# Acrylic heater "rack"



## gsubioguy (Aug 2, 2019)

My set up (in progress) is a 120DT & 40B sump. I'd like to mount the heaters horizontal after the first baffle of a Under-Over-Under bubble trap leading to the return chamber. What I'm pondering is utilizing either 3/16ths or 5/16th acrylic and cutting two lengths ~2"x 12" (baffles are spaced 2"), drill out holes in them that match the diameter of the heaters to effectively suspend the heaters in the water column. I know in air the heaters would melt the acrylic but my question is: with ~1100gph through the sump, would there be enough flow across the acrylic to prevent it from melting? Could this be accomplished by isolating the heaters from the acrylic with a rubber grommet?

I've attached the image I came across on another forum that gave me this idea; however, I would prefer a cleaner look. I've also attached a sketch of what I'm trying to explain.

I'm tempted to try this in an unused 55g I have sitting around. But want to seek thoughts/experience from others prior.

Mahalo!


----------



## Deeda (Oct 12, 2012)

I don't know if the heaters would melt the acrylic under water so can't advise on that.

Couple questions though, would the acrylic holder be removable from the sump or attached in the sump AND how will you slide the heaters out of the holder, that is will you have enough clearance for the length of the heater vs. the width of the sump.

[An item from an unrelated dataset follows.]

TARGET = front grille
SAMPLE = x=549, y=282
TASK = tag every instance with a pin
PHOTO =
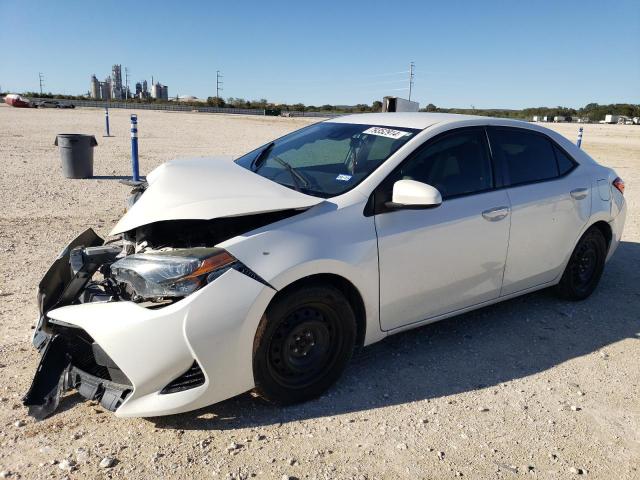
x=192, y=378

You might want to check out This link of a DIY canister intake bracket holder I made using an acrylic wreath holder hanger. It also works great for hanging aquarium heaters though the style of heater bracket will vary between brands.


----------



## gsubioguy (Aug 2, 2019)

Deeda said:


> Couple questions though, would the acrylic holder be removable from the sump or attached in the sump AND how will you slide the heaters out of the holder, that is will you have enough clearance for the length of the heater vs. the width of the sump.

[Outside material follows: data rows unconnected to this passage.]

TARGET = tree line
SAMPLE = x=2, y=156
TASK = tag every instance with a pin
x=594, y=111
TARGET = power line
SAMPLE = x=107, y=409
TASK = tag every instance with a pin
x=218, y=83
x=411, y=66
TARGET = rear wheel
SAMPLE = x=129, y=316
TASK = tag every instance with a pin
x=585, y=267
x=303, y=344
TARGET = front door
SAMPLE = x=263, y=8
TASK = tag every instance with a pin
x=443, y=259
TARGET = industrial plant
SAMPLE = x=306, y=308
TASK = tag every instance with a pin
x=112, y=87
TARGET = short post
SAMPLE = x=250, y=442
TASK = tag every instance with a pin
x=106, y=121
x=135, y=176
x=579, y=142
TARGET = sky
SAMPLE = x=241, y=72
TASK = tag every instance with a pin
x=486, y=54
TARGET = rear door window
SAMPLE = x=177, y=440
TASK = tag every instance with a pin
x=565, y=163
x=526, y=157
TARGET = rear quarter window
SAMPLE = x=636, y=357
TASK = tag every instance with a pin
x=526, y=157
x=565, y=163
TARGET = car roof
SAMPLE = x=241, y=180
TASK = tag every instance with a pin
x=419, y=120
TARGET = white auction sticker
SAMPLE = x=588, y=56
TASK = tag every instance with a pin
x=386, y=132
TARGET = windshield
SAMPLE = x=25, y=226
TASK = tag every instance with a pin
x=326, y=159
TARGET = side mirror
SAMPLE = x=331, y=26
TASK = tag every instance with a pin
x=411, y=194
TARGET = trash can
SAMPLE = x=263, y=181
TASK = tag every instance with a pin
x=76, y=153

It would be removable--I'd cut the body to fit between the baffles but leave a ~1/4" wider tab at the top to sit on top of the baffle thus suspending the whole thing off the bottom.



Deeda said:


> You might want to check out This link of a DIY canister intake bracket holder I made using an acrylic wreath holder hanger. It also works great for hanging aquarium heaters though the style of heater bracket will vary between brands.

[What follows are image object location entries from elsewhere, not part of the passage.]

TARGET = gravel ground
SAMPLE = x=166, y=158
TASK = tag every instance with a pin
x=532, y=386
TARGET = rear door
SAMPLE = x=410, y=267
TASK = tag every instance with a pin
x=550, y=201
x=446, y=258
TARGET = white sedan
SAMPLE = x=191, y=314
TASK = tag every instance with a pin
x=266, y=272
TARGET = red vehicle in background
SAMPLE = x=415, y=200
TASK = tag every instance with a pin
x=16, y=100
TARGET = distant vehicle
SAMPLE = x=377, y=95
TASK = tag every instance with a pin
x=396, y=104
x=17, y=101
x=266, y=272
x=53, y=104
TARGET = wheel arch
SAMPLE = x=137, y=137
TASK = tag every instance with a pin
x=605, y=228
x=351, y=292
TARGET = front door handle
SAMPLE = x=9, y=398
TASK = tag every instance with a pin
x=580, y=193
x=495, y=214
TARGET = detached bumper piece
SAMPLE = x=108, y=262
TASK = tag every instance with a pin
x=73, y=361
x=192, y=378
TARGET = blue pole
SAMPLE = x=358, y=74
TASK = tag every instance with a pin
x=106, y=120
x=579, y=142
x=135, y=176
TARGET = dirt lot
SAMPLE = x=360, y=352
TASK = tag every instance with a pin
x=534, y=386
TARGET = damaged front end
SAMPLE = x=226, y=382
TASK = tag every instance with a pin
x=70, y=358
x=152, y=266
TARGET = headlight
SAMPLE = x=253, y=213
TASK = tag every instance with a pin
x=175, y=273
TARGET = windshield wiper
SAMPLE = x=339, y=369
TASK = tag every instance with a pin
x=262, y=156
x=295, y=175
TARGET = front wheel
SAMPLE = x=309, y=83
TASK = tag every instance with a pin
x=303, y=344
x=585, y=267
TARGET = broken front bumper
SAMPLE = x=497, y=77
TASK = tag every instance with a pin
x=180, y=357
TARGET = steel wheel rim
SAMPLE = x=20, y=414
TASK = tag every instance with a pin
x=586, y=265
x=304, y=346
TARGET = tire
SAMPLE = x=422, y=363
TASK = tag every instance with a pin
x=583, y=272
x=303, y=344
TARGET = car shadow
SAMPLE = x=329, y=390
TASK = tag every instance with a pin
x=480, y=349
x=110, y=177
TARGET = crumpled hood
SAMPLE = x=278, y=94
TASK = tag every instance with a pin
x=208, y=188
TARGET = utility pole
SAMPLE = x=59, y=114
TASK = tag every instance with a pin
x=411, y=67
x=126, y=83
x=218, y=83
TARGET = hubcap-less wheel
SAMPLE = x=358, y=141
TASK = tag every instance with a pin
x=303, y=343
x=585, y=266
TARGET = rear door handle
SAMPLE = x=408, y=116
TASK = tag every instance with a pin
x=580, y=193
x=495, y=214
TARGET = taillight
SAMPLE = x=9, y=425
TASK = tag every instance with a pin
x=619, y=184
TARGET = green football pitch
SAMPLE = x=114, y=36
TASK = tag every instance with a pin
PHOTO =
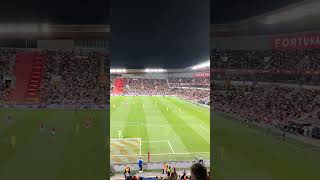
x=168, y=128
x=74, y=152
x=245, y=152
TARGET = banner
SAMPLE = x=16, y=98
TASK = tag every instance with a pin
x=202, y=74
x=255, y=71
x=298, y=41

I saw something similar to the link you shared on another forum and like that idea (a lot) but the titanium heater I have doesn't have a that body clip--just a couple worn out suction cups with molded loops that go around the heater body.


----------



## Deeda (Oct 12, 2012)

Can you remove the suction cups from the molded loops and see if there is enough space to drill a hole in the nub? I also did that on the individual 'clips' for either a heater or canister filter.

Another option if you didn't want to go through the process of installing baffles in the sump is to use vertically installed pieces of Poret foam filter media. It has become a popular option for some aquarists. I use it as an air driven filter in smaller tanks but have no experience using a sump!


----------



## gsubioguy (Aug 2, 2019)

I have some excess 3/16" acrylic laying around so I went ahead cut a couple pieces to try. Plan is to fill just the sump to operational height and have the pump just circulate back into the first chamber. Will heat the water to room temp with heater suspended over the side then put it into the acrylic and monitor it. Still need to sand the inside of the holes but will give it a go this evening!


----------



## gsubioguy (Aug 2, 2019)

Happy to report no issues regarding overheating the acrylic.

Ended up putting the heater in place immediately after filling sump with tap water (~56*F) and let it circulate until the water reached 70*. Initially, a concern was am I seeing no overheating of the acrylic due to the higher flow rate while circulating only within the sump than will be observed once plumbed to the DT. To test this I turned the pump off for ~5min while the heater was still on. Even after this period the acrylic showed no signs of melting.

Next step I will cut new pieces that fit snuggly between the baffles and drill additional holes for a second heater ~3" below the top location.


----------